Celui qui s'adresse à Dieu perçoit donc son propre bon droit comme absolu, comme s'élevant jusqu'aux cieux. Qu'y a-t-il derrière une telle certitude ? D'une part, une situation concrète. La déclaration de l'un des personnages de Dostoïevski selon laquelle « tous sont coupables de tout devant tous » est belle, mais, en pratique, « tous, devant tous et de tout » signifie au fond « personne, devant personne et de rien ».
Le péché est toujours concret, et, dans une situation concrète, le caractère pécheur de l'homme se manifeste lui aussi toujours d'une manière parfaitement concrète. Dans une situation concrète, par rapport à une autre personne, chacun se trouve soit dans son droit, soit en faute, du moins lorsqu'il s'agit d'une confrontation. Cette réalité concrète n'est pas absolue ; elle n'exclut nullement que, dès la minute suivante, tout soit différent. Mais, ici et maintenant, entre deux personnes qui s'opposent, l'une d'elles a toujours raison. Un tel bon droit concret est absolu dans la mesure où tout ici et maintenant est absolu.

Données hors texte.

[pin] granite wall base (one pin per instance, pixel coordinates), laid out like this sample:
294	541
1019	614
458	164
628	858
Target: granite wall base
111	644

Mais ce n'est pas encore tout. Quelque chose de plus grand se tient aussi derrière le bon droit concret d'une personne concrète ici et maintenant. Outre le présent temporel, il existe le présent éternel de l'être de Dieu. Une personne concrète ne peut avoir raison ici et maintenant que parce que l'éternel présent de Dieu se projette dans un moment concret du présent temporel. Là, dans l'éternel présent de Dieu, le bon droit instantané d'une personne concrète dans une situation concrète devient absolu.
Ici, bien sûr, tout dépend de la mesure de la plénitude de la vie spirituelle de la personne elle-même : de ce qu'il y a de temporel et d'éternel dans son existence à chaque moment concret de sa vie, et de la mesure dans laquelle chacun de ces moments appartient à l'éternité ou au temps. C'est ce qui détermine à quel point le bon droit de celui qui a raison ici et maintenant demeure relatif : dans quelle mesure il n'est qu'un bon droit devant soi-même et devant les hommes, et dans quelle mesure il l'est devant Dieu.